When you tune Garbage collection performance, you are not only improving Garbage collection pause time but also the overall application’s response time and reducing cloud computing cost. Recently we helped to tune the Garbage collection behavior of a popular application. Just by making a minor change, it resulted in a dramatic improvement. Let’s discuss this garbage collection tuning success story in this post.
Garbage Collection KPIs
There is a famous saying that ‘you can’t optimize something that you can’t measure‘. When it comes to garbage collection tuning there are only 3 primary Key Performance Indicators (KPIs) that you should be focusing upon:
a. GC Pause Time
b. GC Throughput
c. CPU consumption
When garbage collection runs, it pauses your application. ‘GC Pause time’ indicates the time your application is pausing during a garbage collection event. This metric is studied in seconds or milliseconds.
‘GC Throughput’ indicates the total amount of time your application spends in processing customer transactions vs the total amount of time it spends in processing garbage collection activity. This metric is studied in Percentage. For example, if someone says his application’s GC throughput is 98%, it indicates the application is spending 98% of its time in processing customer activity and the remaining 2% of the time in processing Garbage Collection activity.

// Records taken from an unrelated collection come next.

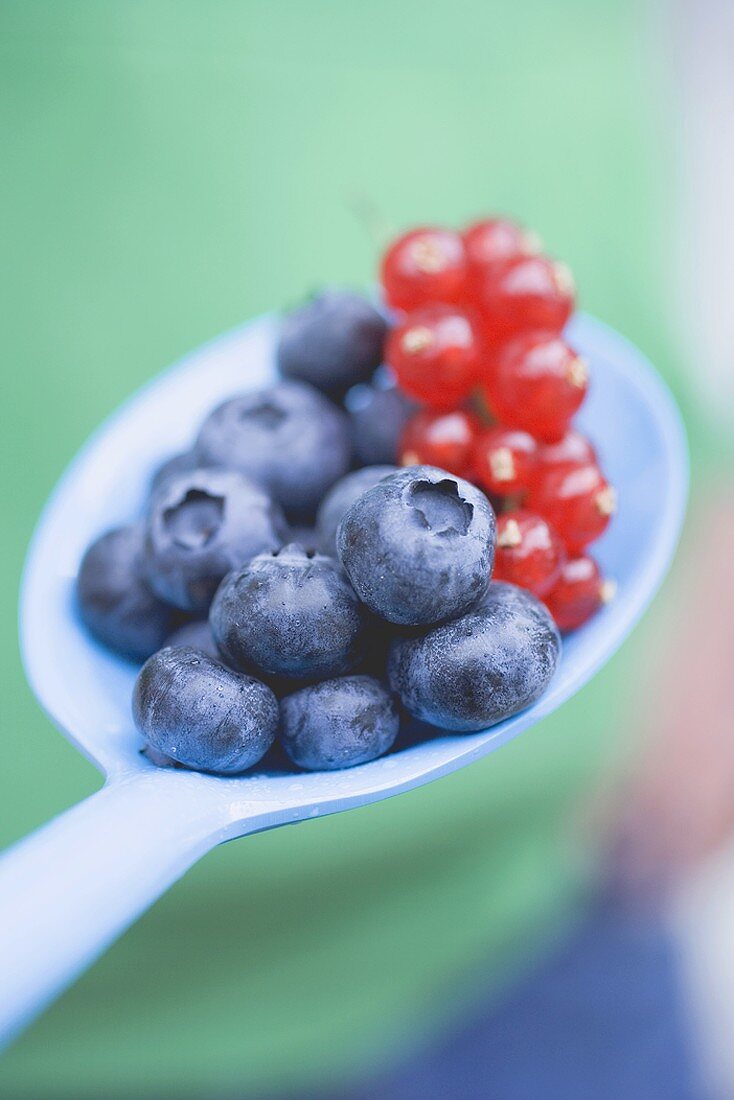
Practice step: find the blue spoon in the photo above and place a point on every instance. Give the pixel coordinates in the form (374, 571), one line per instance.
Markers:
(73, 887)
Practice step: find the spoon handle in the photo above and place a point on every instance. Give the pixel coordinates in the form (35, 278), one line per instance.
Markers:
(69, 889)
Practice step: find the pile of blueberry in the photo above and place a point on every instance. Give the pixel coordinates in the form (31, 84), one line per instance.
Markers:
(289, 581)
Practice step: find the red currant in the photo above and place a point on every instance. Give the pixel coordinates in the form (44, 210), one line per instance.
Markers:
(523, 294)
(424, 265)
(537, 384)
(528, 552)
(571, 450)
(495, 240)
(435, 353)
(577, 501)
(439, 439)
(504, 461)
(578, 593)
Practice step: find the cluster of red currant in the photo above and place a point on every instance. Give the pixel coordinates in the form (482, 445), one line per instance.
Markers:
(479, 344)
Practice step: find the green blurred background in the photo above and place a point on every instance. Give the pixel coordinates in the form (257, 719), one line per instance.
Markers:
(167, 171)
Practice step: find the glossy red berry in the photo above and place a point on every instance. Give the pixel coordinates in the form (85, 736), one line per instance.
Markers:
(424, 265)
(504, 461)
(439, 439)
(524, 294)
(537, 384)
(577, 501)
(528, 552)
(571, 450)
(578, 593)
(494, 241)
(435, 353)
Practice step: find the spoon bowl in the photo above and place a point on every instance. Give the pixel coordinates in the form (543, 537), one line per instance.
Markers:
(79, 881)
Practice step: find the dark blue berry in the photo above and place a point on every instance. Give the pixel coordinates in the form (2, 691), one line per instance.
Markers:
(196, 636)
(419, 546)
(288, 614)
(203, 715)
(176, 464)
(340, 498)
(114, 600)
(332, 342)
(378, 414)
(288, 438)
(338, 723)
(305, 537)
(480, 669)
(200, 526)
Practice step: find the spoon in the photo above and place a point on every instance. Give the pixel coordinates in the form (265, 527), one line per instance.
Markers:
(74, 886)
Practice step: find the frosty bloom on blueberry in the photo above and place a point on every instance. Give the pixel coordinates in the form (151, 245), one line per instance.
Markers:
(340, 498)
(288, 438)
(201, 525)
(419, 546)
(114, 600)
(339, 723)
(481, 668)
(201, 714)
(289, 614)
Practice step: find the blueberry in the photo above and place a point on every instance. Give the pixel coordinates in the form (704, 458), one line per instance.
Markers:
(480, 669)
(338, 723)
(196, 636)
(200, 526)
(378, 414)
(288, 614)
(305, 537)
(176, 464)
(203, 715)
(419, 546)
(332, 342)
(289, 438)
(340, 498)
(113, 598)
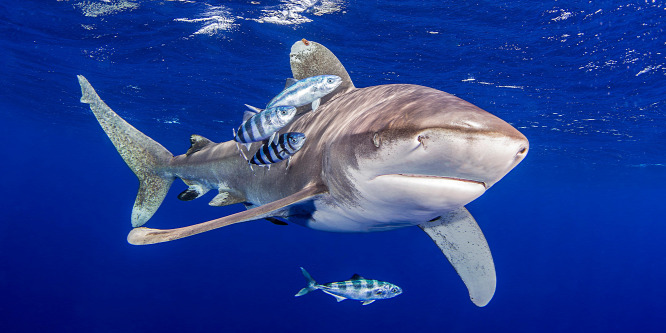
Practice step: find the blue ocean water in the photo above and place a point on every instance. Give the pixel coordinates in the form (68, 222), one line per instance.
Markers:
(576, 230)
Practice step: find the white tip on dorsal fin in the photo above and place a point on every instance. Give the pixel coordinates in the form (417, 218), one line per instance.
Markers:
(290, 82)
(247, 115)
(198, 143)
(309, 58)
(253, 108)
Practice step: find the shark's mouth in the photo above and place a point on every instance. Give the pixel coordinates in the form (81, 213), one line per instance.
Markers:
(425, 191)
(416, 176)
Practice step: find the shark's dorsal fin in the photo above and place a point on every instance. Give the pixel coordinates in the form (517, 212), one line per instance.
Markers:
(143, 236)
(312, 59)
(459, 237)
(290, 82)
(197, 142)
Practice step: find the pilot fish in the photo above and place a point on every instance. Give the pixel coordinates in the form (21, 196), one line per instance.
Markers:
(357, 288)
(260, 125)
(287, 145)
(306, 91)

Modern applications tend to create thousands of objects to process even a simple request. Due to this, garbage collectors have to run constantly in the background to evict these thousands of objects that are created for every request. Thus, Garbage collection tends to consume a heavy amount of CPU. So, when you tune Garbage Collection performance, you should also study the CPU consumption. To learn more about these KPIs, you can refer to this post.
How to source these KPIs?
Garbage collection Logs are your best friend when it comes to tuning Garbage collection performance. You can enable garbage collection logs on your application by passing the JVM arguments given here. I would recommend enabling garbage collection logs always be ON, as it provides rich information which can facilitate you to predict outages, troubleshoot production problems, and help with capacity planning. Besides that, enabling garbage collection doesn’t add any noticeable overhead to your application.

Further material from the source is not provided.